Mr Queen (2020-2021)
Ovvero, come riuscire a parlare di questioni di genere mettendo in scena la storia di un uomo del presente, uno chef arrogante e donnaiolo, che dopo un incidente si risveglia nel corpo di una giovane regina di epoca Joseon. Nulla di più improbabile, no? Eppure “Mr Queen” funziona benissimo. Gli elementi dei classici drama storici ci sono tutti: le ambientazioni sontuose, gli abiti stupendi, gli intrighi di corte, in più però si ride tanto e di gusto grazie alla situazione paradossale alla base del racconto e ai personaggi di contorno che regalano momenti davvero esilaranti. “Mr Queen” però non sarebbe “Mr Queen” se non fosse per la sua protagonista, l’attrice Shin Hye-sun, eccezionale nel portare in scena le due versioni della regina, pre e post “incidente”. Prima, perfetta rappresentante del suo ruolo e, dopo, maschio che cerca di abituarsi a un corpo e un tempo che non gli appartengono.

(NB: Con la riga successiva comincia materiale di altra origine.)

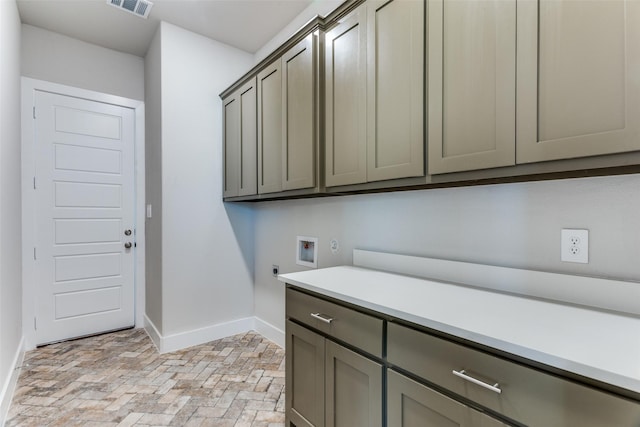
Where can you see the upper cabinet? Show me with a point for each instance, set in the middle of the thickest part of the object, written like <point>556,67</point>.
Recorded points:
<point>421,93</point>
<point>395,89</point>
<point>578,85</point>
<point>270,129</point>
<point>299,112</point>
<point>346,101</point>
<point>287,120</point>
<point>374,86</point>
<point>471,84</point>
<point>239,118</point>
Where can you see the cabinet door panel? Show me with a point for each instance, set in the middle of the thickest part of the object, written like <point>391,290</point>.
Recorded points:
<point>231,137</point>
<point>472,84</point>
<point>298,115</point>
<point>270,129</point>
<point>411,404</point>
<point>395,98</point>
<point>304,399</point>
<point>353,389</point>
<point>578,86</point>
<point>248,180</point>
<point>346,101</point>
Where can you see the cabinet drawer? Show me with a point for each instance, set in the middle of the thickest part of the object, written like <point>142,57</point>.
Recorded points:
<point>357,329</point>
<point>527,395</point>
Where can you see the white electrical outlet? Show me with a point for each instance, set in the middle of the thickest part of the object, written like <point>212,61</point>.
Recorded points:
<point>334,246</point>
<point>574,246</point>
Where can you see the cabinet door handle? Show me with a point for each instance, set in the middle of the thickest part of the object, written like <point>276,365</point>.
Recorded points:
<point>322,317</point>
<point>462,374</point>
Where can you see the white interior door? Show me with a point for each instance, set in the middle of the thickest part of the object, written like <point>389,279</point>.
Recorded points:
<point>84,155</point>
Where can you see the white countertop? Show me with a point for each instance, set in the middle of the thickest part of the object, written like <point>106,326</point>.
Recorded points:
<point>601,345</point>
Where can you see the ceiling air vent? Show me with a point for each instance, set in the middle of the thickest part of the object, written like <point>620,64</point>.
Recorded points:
<point>140,8</point>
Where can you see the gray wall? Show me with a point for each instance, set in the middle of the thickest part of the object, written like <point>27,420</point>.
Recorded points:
<point>60,59</point>
<point>206,255</point>
<point>10,198</point>
<point>513,225</point>
<point>153,180</point>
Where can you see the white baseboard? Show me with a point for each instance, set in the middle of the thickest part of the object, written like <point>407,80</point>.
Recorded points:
<point>174,342</point>
<point>269,331</point>
<point>9,387</point>
<point>153,333</point>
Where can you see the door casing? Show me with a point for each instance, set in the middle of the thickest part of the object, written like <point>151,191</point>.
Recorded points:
<point>29,290</point>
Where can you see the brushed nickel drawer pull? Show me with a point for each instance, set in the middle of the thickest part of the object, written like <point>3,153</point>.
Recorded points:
<point>322,317</point>
<point>462,374</point>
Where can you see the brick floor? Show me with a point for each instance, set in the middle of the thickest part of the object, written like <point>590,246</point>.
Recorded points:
<point>119,379</point>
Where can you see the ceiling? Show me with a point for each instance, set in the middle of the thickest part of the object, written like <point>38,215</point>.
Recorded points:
<point>245,24</point>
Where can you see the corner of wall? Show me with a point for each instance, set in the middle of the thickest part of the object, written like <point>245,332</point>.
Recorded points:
<point>9,387</point>
<point>269,331</point>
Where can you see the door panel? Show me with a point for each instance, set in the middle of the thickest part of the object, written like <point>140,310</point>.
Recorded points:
<point>411,404</point>
<point>231,132</point>
<point>353,388</point>
<point>304,376</point>
<point>298,115</point>
<point>270,129</point>
<point>395,94</point>
<point>346,101</point>
<point>472,84</point>
<point>84,203</point>
<point>578,91</point>
<point>248,184</point>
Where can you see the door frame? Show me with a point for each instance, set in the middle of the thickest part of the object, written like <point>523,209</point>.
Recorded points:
<point>29,289</point>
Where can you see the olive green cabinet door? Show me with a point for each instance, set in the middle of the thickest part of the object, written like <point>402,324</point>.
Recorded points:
<point>471,84</point>
<point>299,67</point>
<point>578,89</point>
<point>270,129</point>
<point>346,101</point>
<point>248,173</point>
<point>395,89</point>
<point>353,389</point>
<point>231,145</point>
<point>411,404</point>
<point>304,399</point>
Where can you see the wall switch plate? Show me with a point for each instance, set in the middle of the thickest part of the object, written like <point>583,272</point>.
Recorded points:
<point>307,251</point>
<point>574,246</point>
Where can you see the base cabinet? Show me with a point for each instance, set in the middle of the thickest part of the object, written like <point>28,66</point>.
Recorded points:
<point>329,385</point>
<point>411,404</point>
<point>399,375</point>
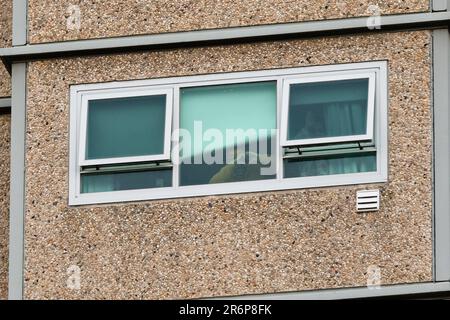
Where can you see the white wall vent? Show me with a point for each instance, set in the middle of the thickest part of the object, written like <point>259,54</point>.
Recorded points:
<point>368,200</point>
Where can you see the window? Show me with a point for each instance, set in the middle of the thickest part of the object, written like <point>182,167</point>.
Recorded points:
<point>232,108</point>
<point>124,139</point>
<point>228,133</point>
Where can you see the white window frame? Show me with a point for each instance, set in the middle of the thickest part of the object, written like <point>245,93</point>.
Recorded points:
<point>380,138</point>
<point>90,96</point>
<point>368,136</point>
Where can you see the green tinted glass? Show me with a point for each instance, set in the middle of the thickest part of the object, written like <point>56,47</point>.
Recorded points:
<point>246,113</point>
<point>328,109</point>
<point>126,127</point>
<point>330,165</point>
<point>105,182</point>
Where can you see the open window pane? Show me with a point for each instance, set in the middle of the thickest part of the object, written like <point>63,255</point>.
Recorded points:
<point>126,127</point>
<point>114,181</point>
<point>330,165</point>
<point>327,109</point>
<point>227,133</point>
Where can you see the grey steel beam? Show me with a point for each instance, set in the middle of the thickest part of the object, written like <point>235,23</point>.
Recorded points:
<point>17,186</point>
<point>354,293</point>
<point>226,35</point>
<point>440,5</point>
<point>441,74</point>
<point>19,23</point>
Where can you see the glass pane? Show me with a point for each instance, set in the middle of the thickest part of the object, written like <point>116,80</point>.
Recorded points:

Senza voler esagerare, si può comunque dire che “Mr Queen”, in modo leggero e divertito, riesce anche a dirci qualcosa sul ruolo della donna nel passato e nel presente.
Yumi’s cells (2021)
Prendete “Inside out”, moltiplicate il numero di personaggi che interpretano le emozioni che regolano i nostri comportamenti, inseriteli nelle menti di una ragazza e un ragazzo twenty-something che si innamorano l’uno dell’altra e avrete le “cellule di Yumi”. Un drama in cui è impossibile non pensare “è vero! succede esattamente così!” ogni volta che i piccoli personaggi in CGI ci mostrano cosa accade nella mente prima di qualunque nostra azione. Anche qui la storia è in fin dei conti semplice – seguiamo le varie tappe dell’innamoramento tra i due – a differenziarla da quelle di tanti altri drama romantici sono proprio le “cellule”, vero motore e vere protagoniste del racconto, le cui scene regalano i momenti migliori, più divertenti e intensi di tutta la serie. Come in “Inside out” le emozioni sono così ben caratterizzate e la loro rappresentazione è così simpatica che è inevitabile avere la propria preferita. La mia è senza dubbio Malizia, con la sua tenuta maglietta+mutande e il sangue che cola dal naso quando i pensieri si fanno troppo hot.